İlk derbinin sarı-kırmızılı bir takımla sarı-beyazlı bir takımla oynandığını bilmek bile sarının yanına konmuş lacivert ile kırmızının mücadelesinin bugünün istatistik sayılarının çok üzerine çıktığını gösterir.
Bizim derbi en asil nedenlerle oluşanıdır...
Bizimki en harbi olanıdır...
>> POST-İT:
Bir saatliğine mutlu olacaksanız, bir şekerleme yapın.
Bir günlüğüne mutlu olacaksınız, balık avlamaya gidin mesela.
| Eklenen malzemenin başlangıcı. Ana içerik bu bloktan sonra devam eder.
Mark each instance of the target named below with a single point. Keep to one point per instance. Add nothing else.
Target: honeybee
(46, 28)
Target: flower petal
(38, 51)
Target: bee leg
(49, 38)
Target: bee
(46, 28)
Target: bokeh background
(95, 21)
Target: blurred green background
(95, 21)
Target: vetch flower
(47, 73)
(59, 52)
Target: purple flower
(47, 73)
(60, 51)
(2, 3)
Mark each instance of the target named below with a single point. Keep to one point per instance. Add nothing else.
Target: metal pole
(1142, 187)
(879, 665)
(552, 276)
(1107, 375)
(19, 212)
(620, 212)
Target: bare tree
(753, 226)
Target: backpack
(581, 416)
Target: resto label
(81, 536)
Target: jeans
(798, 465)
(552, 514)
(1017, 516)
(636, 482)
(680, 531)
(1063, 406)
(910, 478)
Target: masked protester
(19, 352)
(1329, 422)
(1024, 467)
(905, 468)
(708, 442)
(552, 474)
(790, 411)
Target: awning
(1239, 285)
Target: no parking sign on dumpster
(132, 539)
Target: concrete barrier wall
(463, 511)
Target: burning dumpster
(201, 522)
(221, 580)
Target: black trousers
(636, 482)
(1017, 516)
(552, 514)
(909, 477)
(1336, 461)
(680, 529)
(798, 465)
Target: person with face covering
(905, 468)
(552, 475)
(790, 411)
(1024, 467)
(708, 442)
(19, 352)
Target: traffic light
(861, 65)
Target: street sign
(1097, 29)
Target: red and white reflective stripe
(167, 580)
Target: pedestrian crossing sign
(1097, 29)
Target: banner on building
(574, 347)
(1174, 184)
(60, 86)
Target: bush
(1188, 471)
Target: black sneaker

Bir aylığına mutlu olacaksınız evlenin, bir yıllığına mutlu olacaksanız, bir servete konun.
Ama...
Tüm yaşam boyu mutlu olmak istiyorsanız, işinizi sevin ve çalışın...
>> S-ÖZ
"Hayatta en zor şey idealsiz insanlarla birlikte yaşamak zorunda olmaktır"
Cenap Şahabettin
>> Hakemlerimiz başarısızlıklarının temelini oluşturan "hataların adaletli ve eşit dağıtılmadığı" konusuna açıklık getirdiler: "Suç medyadadır..."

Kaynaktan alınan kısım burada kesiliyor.